# backstay adjustment



## TSOJOURNER (Dec 16, 1999)

would it be correct to say that tightening the backstay on a masthead rig would only tension the forestay?
your thoughts please


----------



## Giulietta (Nov 14, 2006)

no, not only, it also "stretches the mast's "belly" forward...but its less effective on sailshape than a fractional rig.


----------



## TSOJOURNER (Dec 16, 1999)

so you cannot flatten the upper portion of the main?


----------



## Giulietta (Nov 14, 2006)

the roach??? no.............for that you use battens


----------



## Cruisingdad (Jul 21, 2006)

Huh? I thought you were supposed to use Raid for roaches.
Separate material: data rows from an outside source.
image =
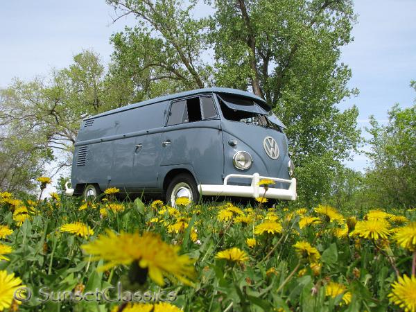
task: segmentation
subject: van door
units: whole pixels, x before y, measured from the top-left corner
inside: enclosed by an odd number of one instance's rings
[[[223,135],[210,95],[171,103],[161,146],[162,167],[190,164],[197,183],[221,183]],[[165,173],[169,168],[165,168]]]

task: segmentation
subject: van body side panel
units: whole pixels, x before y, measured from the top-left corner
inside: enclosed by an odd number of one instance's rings
[[[221,184],[223,173],[220,121],[202,120],[165,127],[161,166],[191,164],[197,183]],[[161,144],[162,144],[161,142]]]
How do you use battens? That was why I bought a catalina... don't have no stinkin roaches on our boats!!


----------



## Giulietta (Nov 14, 2006)

Cruisingdad said:


> Huh? I thought you were supposed to use Raid for roaches. How do you use battens? That was why I bought a catalina... don't have no stinkin roaches on our boats!!


The roach:

The shape of a sail is seldom a perfect triangle. It is common for sailmakers to add an arc of extra material on the leech, outside a line drawn from the head to the clew. This additional part of the sail is known as the roach; mainsails usually have roaches, but they are very occasionally found on specialized jibs as well. They provide additional power for a given mast/boom size.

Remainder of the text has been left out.